The first career aspiration I had from as early as the age of 7 was to become an inventor. I loved thinking outside the box to come up with new solutions to existing problems. This is why I became an engineer. The best thing about my job is developing new – and improving existing – technologies. It takes me back to what I enjoyed as a child, only now I have the resources to see my inventions come to life. It is a very satisfying feeling.


What’s the hardest thing you’ve had to do in your job?

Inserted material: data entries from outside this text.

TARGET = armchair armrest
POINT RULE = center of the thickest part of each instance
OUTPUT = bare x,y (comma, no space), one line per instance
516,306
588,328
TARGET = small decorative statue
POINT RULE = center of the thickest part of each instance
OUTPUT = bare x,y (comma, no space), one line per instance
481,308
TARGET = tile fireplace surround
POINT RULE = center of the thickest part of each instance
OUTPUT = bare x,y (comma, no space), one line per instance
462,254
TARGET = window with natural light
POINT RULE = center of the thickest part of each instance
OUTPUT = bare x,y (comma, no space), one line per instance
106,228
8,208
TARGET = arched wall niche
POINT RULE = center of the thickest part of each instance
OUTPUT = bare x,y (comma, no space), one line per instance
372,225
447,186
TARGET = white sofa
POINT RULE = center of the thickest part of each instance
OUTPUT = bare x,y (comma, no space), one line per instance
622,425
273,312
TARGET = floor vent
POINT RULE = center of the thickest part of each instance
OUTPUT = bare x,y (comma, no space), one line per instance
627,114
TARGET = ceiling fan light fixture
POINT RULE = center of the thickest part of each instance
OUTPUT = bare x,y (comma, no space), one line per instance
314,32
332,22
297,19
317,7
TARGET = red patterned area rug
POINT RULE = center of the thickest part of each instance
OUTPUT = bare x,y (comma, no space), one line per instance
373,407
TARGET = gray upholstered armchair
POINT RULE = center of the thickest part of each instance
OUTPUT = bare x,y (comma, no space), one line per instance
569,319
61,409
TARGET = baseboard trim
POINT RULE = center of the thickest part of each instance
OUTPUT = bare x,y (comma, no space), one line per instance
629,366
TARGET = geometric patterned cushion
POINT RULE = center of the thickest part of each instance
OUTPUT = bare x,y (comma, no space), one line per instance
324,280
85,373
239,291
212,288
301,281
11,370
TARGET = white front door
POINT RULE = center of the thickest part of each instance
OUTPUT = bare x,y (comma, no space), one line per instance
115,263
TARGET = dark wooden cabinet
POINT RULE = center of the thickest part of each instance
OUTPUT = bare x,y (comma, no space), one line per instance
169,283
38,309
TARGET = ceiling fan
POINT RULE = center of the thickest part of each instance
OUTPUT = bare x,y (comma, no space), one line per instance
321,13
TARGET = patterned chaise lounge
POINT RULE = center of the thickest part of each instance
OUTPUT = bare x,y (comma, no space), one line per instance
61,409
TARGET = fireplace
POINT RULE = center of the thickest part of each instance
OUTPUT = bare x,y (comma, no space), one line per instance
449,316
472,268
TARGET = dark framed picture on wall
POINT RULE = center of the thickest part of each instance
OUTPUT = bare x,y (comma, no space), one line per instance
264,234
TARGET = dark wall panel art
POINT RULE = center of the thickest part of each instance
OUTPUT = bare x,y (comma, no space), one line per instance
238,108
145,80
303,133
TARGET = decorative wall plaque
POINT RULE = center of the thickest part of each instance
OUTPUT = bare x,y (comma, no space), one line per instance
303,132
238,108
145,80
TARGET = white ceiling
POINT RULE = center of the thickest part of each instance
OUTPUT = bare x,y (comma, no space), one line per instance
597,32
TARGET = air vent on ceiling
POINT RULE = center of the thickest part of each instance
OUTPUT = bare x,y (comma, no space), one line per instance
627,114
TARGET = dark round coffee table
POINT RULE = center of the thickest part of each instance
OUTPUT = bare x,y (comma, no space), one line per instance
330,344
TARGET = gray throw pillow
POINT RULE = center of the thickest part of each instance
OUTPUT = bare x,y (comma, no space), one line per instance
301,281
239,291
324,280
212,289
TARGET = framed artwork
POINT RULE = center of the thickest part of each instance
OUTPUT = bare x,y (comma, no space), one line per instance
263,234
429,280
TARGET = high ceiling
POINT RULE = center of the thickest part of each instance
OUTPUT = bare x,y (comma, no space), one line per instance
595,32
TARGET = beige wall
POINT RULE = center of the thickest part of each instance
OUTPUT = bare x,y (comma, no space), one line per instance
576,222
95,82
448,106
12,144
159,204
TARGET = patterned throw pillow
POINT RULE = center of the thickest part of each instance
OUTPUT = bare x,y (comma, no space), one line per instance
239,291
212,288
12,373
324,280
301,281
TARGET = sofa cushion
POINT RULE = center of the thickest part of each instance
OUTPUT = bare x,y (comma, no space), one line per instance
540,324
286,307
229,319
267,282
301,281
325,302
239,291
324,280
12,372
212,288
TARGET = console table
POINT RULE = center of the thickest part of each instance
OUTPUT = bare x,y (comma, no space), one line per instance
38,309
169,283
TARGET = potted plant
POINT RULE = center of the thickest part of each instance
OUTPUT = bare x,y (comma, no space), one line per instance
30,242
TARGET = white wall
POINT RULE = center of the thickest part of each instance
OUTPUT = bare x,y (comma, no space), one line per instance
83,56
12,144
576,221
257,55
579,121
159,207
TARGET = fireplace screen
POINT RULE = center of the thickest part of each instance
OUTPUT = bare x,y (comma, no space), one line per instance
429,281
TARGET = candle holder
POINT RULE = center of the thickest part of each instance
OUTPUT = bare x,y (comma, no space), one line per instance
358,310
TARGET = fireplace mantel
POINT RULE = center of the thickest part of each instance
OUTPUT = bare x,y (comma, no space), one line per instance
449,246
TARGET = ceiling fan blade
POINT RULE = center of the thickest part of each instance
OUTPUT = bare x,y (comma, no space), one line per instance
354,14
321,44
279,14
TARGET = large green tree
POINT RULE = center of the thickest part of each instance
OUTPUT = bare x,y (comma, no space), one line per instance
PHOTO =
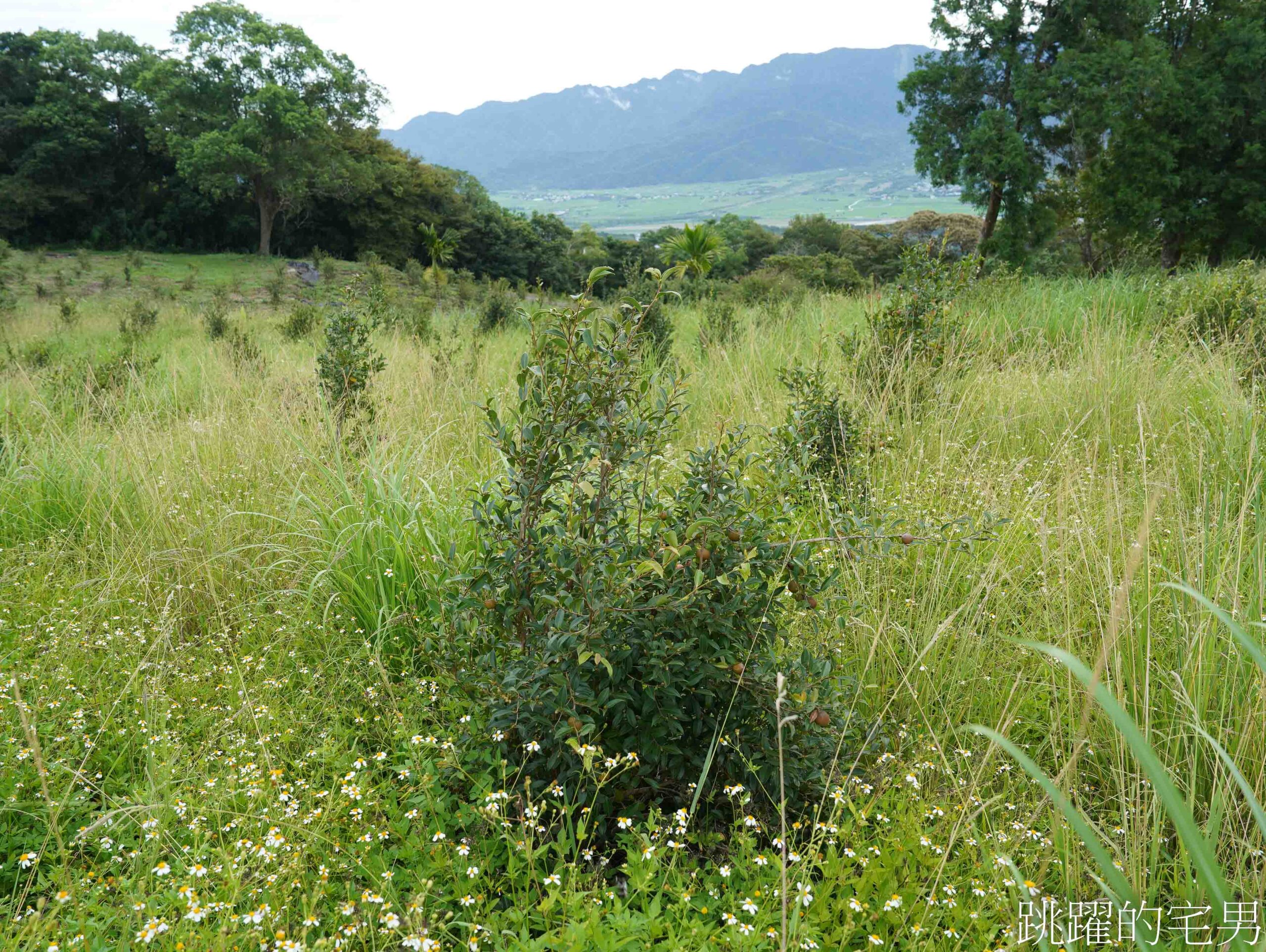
1185,155
970,122
255,105
74,157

I worked on the design and installation of a multi-million pound, state-of-the-art dissolved acetylene plant in Immingham. This was a very challenging project where I was one of just six core engineers and by far the least experienced of my peers. Despite having a number of problems to overcome, I thoroughly enjoyed the fast-paced nature of the work as well as the wealth of knowledge I gained from colleagues. I had tremendous support and it was a lot of fun.


Is your job dangerous?

In short, no, my job is not dangerous, and neither my colleagues nor I would allow it to become dangerous. However, the substances I work with, natural gas and nitrogen, have to be handled carefully in both gas and liquid form. In liquid form both are at cryogenic temperatures (colder than -120 OC). We take pride in mitigating the risk of harm from these gases to keep ourselves safe.


What did you do at school?

I enjoyed studying science, maths and PE at school from primary school through to secondary education. I particularly loved physics. I also loved getting involved in extracurricular activities like debating and football.


What’s your favourite science fact?

Time travel is not possible, as proven by the late Stephen Hawking. He held a party for time-travellers, but didn’t send out the invitations until after the party. He sat there a long time, but no one came. I also like “for every action, there is an equal and opposite reaction”.


What are your top 5 tips for people wanting a job like yours?

– Stay enthusiastic – it is a joy to work with people enthusiastic about their work

– Play to your strengths when studying, if you are a visual learner draw things and if you prefer verbal learning then practice with a peer

– Identify what courses you should study at GCSEs, A-levels and university. Speak to someone from your school’s career guidance for assistance

– Join clubs and societies for fun, they don’t have to be linked to science and engineering. The key is to have fun and subconsciously you will be developing vital skills such as teamwork and leadership that will help you when looking for a job.

– Organise a summer placement. I have had the pleasure to manage a summer placement student who has now returned to BOC on our Graduate program.